We go on. The world in which we are living is a world of unbelief. How can we convince unbelievers even that there is a God let alone that this God became man and out of love for us suffered and died on the cross. How do you make believers out of unbelievers? Well let me tell you the most important mystery of the faith that we are to teach others to accept is the fact that God became man in the person of Jesus Christ, that He lived, died and rose from the dead. Very well. How will we get people to believe what we are telling them. And speaking to you parents, how well I know, having no physical offspring of my own, how well I know, how many parents tell me Father you have no idea how hard it is to raise your children today and keep them in the faith, which I believe when they find so much unbelief around them. I think the most traumatic experience that I have had was when a mother and father told me the seventh child in their family the seventh son and daughter had given up the practice of their faith.
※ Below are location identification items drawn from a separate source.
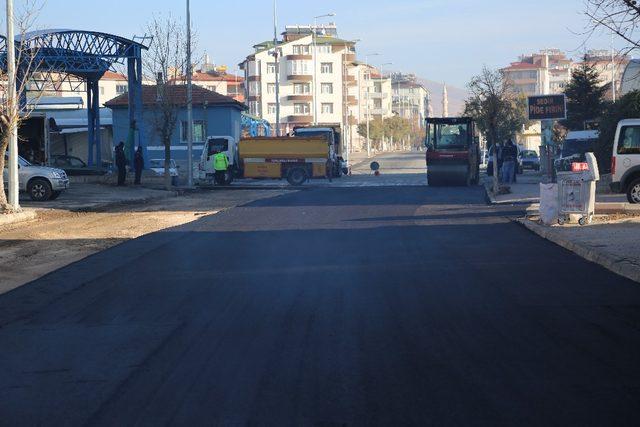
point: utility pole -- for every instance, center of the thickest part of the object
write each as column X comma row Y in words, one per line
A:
column 189, row 102
column 315, row 64
column 382, row 95
column 12, row 113
column 275, row 54
column 613, row 69
column 367, row 80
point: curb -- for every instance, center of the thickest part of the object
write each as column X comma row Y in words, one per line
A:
column 616, row 265
column 16, row 218
column 117, row 203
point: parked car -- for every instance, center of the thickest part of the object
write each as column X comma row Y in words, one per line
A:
column 529, row 159
column 625, row 161
column 157, row 167
column 41, row 182
column 74, row 166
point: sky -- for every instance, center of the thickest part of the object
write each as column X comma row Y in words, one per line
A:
column 441, row 40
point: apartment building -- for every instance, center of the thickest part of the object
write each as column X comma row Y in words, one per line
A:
column 410, row 98
column 316, row 81
column 545, row 72
column 610, row 66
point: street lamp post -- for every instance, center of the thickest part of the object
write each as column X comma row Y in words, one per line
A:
column 315, row 64
column 12, row 112
column 368, row 73
column 189, row 102
column 277, row 60
column 382, row 94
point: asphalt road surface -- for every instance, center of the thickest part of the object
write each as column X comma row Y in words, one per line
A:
column 399, row 305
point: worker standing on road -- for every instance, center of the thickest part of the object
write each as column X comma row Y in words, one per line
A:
column 220, row 165
column 509, row 158
column 121, row 164
column 138, row 164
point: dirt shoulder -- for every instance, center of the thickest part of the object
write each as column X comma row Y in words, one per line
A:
column 29, row 250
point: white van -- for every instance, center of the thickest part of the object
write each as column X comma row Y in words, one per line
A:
column 206, row 173
column 625, row 161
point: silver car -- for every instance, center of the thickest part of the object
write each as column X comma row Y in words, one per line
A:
column 41, row 182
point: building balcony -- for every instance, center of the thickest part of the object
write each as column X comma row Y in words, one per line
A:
column 300, row 119
column 298, row 57
column 377, row 95
column 300, row 97
column 300, row 77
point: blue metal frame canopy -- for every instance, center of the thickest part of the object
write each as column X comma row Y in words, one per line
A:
column 87, row 55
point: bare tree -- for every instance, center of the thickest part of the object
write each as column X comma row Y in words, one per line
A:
column 498, row 110
column 620, row 16
column 165, row 62
column 12, row 111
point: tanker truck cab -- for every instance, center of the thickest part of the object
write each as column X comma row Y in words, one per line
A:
column 225, row 144
column 453, row 151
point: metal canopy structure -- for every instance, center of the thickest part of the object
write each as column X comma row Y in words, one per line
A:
column 55, row 57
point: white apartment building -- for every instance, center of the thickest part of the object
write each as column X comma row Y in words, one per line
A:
column 316, row 85
column 410, row 98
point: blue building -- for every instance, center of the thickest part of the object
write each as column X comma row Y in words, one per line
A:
column 213, row 115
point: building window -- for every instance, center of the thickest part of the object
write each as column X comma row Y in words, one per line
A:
column 300, row 49
column 199, row 131
column 254, row 88
column 301, row 88
column 326, row 88
column 298, row 68
column 254, row 108
column 300, row 108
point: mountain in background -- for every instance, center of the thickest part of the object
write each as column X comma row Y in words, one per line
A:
column 457, row 97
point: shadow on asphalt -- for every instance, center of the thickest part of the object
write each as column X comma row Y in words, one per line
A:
column 378, row 196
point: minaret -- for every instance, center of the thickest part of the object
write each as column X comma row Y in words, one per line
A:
column 445, row 102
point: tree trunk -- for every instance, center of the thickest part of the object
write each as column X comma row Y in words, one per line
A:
column 167, row 163
column 496, row 180
column 4, row 204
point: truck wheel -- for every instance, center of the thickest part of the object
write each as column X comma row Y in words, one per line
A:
column 39, row 190
column 633, row 191
column 297, row 176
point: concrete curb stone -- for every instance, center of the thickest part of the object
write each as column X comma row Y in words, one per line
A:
column 617, row 265
column 14, row 218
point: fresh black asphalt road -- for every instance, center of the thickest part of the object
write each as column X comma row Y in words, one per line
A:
column 332, row 306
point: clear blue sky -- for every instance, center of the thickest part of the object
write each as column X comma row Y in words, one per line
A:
column 440, row 40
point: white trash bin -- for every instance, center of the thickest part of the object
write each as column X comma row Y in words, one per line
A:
column 577, row 193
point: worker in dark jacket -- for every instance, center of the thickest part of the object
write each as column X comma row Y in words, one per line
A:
column 121, row 164
column 138, row 164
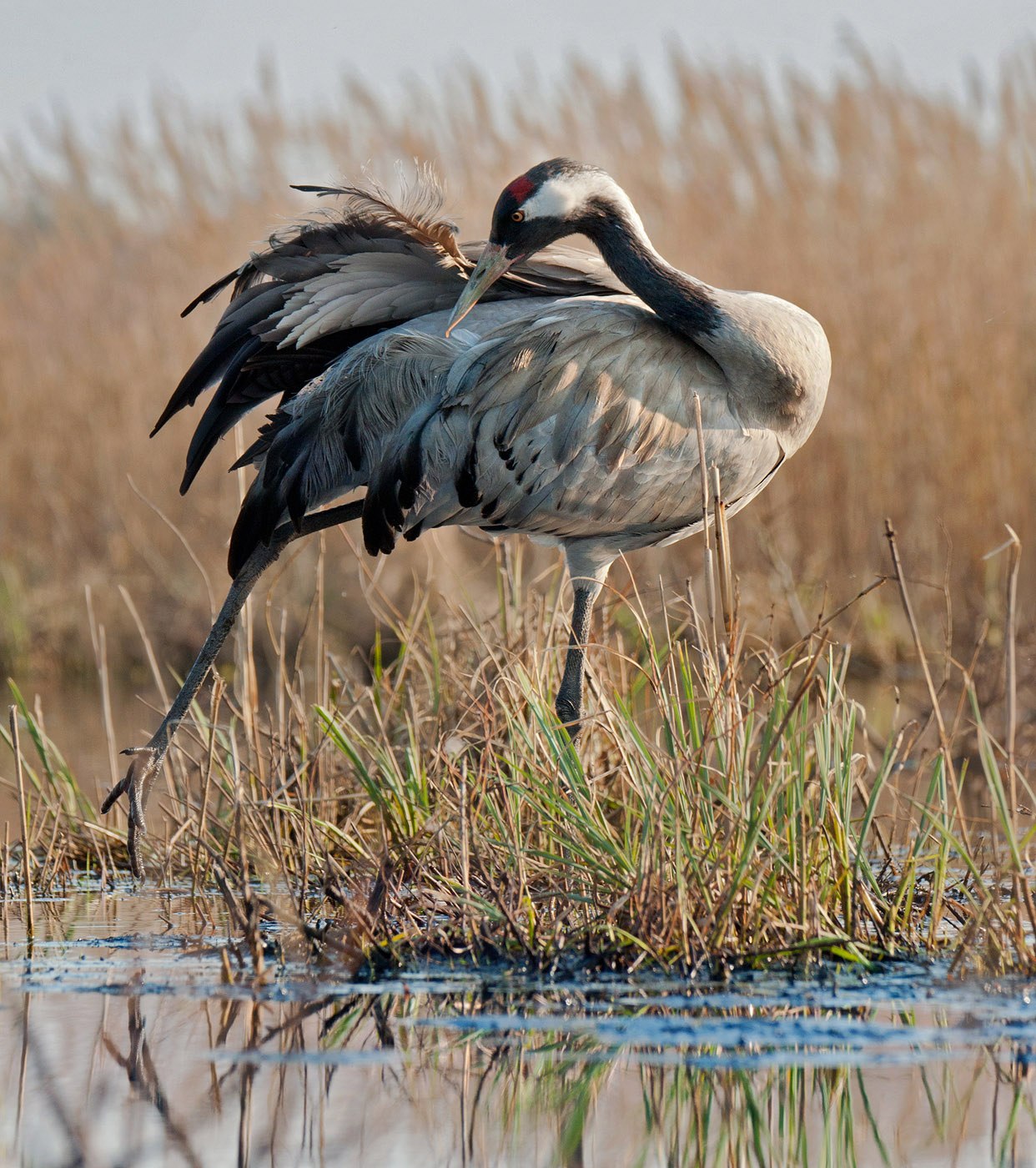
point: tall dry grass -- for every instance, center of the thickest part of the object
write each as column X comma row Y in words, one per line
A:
column 904, row 221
How, how to get unbelievers to accept the faith. How to keep believers remaining faithful to the faith? A thousand recommendations. But listen it is by the practice of meekness and gentleness in spite of the worst kind of provocation we may experience even as remember the early church in the first century the followers of Christ were called Christians and the pagan world of Mediterranean Rome was converted to Jesus Christ because the pagans saw Christians, hear it loving one another. In other words if we want to preserve the faith and share the faith we must show the faith by the practice of extraordinary meekness and gentleness in imitation of Jesus Christ.

Prayer

Lord Jesus you gave us only one lesson to learn from you, you told us learn of me for I am meek and gentle of heart. Dear Savior help us to be like you on earth so we might be with you in heaven which is reserved only for those who have been meek, gentle and humble of heart. Amen.